Sunni militants have captured areas west of Ramadi since the fighting began yesterday afternoon, killing 11 police, bombing a police station and capturing another, an officer and a doctor said.
The officer, a police lieutenant colonel, said the insurgents were attempting to "storm Ramadi from the western side".
It could increase the threat to the capital by solidifying militant positions in Anbar and breaking the isolation of insurgent-held Fallujah, which lies only 60 kilometres west of Baghdad.
As the battle for Ramadi raged, Iraq's autonomous Kurdish region claimed control of several disputed northern oilfields.

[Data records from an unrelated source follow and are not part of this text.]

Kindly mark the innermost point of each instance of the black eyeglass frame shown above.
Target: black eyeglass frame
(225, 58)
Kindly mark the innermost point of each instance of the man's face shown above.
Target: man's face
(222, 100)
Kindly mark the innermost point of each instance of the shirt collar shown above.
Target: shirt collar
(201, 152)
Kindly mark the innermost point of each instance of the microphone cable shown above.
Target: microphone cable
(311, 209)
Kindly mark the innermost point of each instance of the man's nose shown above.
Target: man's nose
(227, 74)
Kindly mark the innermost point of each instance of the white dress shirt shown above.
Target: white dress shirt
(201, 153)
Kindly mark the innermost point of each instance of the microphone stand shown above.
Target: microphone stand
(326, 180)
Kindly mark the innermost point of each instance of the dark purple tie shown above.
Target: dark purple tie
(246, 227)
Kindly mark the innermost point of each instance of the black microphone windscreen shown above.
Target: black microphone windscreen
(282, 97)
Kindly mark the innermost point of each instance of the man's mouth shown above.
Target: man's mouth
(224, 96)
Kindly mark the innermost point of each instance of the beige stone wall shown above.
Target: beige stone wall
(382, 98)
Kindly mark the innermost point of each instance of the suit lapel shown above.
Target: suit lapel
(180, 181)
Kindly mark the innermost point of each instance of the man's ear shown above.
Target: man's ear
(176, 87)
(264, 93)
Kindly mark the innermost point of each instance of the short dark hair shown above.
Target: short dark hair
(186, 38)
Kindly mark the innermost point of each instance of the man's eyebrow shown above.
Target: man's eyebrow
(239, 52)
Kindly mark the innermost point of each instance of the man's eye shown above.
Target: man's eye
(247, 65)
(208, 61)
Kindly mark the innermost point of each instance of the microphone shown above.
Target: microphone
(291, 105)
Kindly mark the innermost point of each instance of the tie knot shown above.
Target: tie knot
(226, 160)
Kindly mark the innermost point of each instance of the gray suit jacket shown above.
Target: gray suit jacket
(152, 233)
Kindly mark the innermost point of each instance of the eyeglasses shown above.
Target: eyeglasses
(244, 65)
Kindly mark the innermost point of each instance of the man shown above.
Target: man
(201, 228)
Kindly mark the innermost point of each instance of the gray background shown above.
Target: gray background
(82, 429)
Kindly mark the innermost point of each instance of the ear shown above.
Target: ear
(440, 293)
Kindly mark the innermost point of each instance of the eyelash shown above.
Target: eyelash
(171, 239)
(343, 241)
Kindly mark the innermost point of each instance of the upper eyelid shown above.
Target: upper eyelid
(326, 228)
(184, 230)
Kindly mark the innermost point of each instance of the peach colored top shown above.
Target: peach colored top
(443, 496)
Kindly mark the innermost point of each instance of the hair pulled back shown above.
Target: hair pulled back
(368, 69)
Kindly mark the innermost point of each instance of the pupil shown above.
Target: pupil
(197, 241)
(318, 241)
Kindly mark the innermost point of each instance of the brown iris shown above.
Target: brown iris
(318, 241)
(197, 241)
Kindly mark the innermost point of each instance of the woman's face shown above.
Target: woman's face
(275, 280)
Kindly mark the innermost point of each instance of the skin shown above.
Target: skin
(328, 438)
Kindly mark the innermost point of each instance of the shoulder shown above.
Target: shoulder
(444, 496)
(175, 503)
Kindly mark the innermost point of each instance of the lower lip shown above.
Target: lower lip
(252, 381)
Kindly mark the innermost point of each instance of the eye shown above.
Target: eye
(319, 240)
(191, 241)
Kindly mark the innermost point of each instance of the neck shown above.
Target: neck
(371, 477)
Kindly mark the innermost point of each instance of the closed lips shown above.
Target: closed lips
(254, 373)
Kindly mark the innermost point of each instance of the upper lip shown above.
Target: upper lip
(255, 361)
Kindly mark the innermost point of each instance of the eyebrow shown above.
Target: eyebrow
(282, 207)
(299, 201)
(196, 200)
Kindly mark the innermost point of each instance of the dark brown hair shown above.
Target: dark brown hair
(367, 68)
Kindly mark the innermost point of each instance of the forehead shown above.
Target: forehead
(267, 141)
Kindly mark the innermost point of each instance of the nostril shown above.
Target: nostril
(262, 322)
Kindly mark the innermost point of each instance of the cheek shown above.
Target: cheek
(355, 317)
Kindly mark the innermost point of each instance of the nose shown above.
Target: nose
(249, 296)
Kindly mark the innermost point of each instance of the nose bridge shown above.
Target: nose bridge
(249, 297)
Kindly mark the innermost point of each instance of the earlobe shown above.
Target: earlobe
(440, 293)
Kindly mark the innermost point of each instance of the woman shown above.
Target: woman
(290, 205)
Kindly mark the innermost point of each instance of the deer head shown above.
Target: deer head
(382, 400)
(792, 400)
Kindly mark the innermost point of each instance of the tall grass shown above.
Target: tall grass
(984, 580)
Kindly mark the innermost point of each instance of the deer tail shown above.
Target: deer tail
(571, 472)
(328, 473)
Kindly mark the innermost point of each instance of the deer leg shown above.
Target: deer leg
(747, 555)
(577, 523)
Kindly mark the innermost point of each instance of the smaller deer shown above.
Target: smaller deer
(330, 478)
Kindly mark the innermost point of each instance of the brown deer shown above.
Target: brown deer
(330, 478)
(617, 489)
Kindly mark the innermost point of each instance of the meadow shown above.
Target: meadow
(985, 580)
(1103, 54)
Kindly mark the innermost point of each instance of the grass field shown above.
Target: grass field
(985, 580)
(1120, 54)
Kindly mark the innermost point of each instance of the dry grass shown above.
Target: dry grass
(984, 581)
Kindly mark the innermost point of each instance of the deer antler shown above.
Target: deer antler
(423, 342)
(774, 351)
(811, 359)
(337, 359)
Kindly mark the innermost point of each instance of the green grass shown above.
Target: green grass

"Members of the Kurdistan Regional Government and Kirkuk Oil Protection Forces moved to secure the oilfields of Bai Hassan and the Makhmour area," the region's government said.
The move enraged the Baghdad government, which labelled it "irresponsible behaviour which violates the constitution and the national wealth, and disregards the federal authorities and threatens national unity."
The oilfield seizures come after Kurdish peshmerga fighters moved into stretches of disputed northern areas vacated by Iraqi forces during the initial militant offensive last month, and regional president Massud Barzani has said they will stay there.